Corindon retourne à la souris. Une photo en noir et blanc apparaît sur l'écran. Le visage d'un homme plutôt échevelé, portant bouc et lunettes rondes, lesquelles ne cachent pas intégralement un regard perçant.

— Vous avez reconnu Léon Trotsky, sur une photo prise vers la fin de sa vie. Un des auteurs majeurs de la révolution soviétique et instigateur de la terreur rouge. À l'âge de soixante ans, il a été assassiné à Mexico par Ramon Mercader, un agent du NKVD, meurtre commandité par Staline, au moyen .... d'un piolet, fiché dans la nuque. Si je résume, nous avons des binocles, un bouc, l'URSS, le Mexique, et un piolet... ça ne vous rappelle rien ?

Les deux balais qu'Andrew exhibe en guise de sourcils dansent la carmagnole.

— Mais pourquoi avoir commis un massacre sur le pauvre type de ce matin ?
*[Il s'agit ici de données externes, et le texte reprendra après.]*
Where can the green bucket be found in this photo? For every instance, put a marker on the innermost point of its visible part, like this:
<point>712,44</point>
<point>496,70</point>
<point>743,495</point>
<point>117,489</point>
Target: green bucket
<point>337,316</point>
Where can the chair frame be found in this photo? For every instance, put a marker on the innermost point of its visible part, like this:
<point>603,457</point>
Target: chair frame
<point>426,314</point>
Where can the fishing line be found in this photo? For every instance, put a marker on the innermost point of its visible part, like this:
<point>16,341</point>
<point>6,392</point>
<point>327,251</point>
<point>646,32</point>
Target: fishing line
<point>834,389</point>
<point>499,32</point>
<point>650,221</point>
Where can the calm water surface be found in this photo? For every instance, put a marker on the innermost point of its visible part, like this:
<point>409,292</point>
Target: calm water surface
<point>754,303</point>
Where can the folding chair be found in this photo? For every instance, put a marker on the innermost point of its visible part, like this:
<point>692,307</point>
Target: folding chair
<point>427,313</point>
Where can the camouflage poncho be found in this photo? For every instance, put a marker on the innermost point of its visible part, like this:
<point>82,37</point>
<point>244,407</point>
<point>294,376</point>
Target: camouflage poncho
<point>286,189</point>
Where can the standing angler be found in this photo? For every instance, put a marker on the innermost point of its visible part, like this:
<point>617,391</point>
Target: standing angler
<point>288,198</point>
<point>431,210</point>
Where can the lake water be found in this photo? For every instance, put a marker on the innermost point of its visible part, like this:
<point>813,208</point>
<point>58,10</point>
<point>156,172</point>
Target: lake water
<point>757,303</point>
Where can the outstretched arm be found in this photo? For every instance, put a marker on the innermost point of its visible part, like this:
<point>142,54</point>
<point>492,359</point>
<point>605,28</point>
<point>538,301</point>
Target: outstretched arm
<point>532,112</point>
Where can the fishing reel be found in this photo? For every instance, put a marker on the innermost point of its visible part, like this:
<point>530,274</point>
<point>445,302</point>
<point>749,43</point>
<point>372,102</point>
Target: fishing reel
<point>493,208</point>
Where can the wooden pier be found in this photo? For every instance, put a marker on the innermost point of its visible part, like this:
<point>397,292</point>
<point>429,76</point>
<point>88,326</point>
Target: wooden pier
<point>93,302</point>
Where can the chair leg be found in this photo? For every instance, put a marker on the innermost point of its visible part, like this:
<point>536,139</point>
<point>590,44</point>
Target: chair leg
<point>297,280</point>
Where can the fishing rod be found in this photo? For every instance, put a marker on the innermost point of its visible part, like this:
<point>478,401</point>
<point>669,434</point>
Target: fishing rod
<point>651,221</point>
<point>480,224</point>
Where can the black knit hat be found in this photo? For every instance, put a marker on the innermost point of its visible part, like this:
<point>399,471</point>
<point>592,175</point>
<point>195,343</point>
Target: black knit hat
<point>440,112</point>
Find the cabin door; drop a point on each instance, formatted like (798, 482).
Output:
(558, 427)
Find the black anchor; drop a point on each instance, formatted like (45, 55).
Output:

— J'y viens. Déjà, le prénom est pour ainsi dire identique : Léon et Lionel, kifkif ! Léo, Léonard, Léonie, léonin... même racine, panthera léo, le lion. Et ce n'est pas tout. Trotsky s'appelait en réalité Lev, occidentalisé en Léon, donc, Davidovitch... BRONSTEIN !

John hurle presque.

— Attends ! Tu es en train de nous dire que ce cintré a nettoyé le gars uniquement parce qu'il portait le vrai nom de Trotsky ?

— Je ne veux rien dire de spécial, je me borne à exposer les faits. Pour l'instant, voilà où nous en sommes.

— Et ça ne me rassure pas, intervient Perle. Si l'Alpiniste s'est donné la peine de nous monter ce sketch, c'est qu'il risque de reproduire le même schéma Dieu sait quand, Dieu sait où, Dieu sait sur qui. On ne peut pas mettre des millions de citoyens sous globe pour les protéger.

— On abandonne la piste familiale et sentimentale ?

— On n'abandonne rien du tout. Pour l'instant, même s'il faut le redouter, il n'est pas prouvé que ce soit le début d'une série.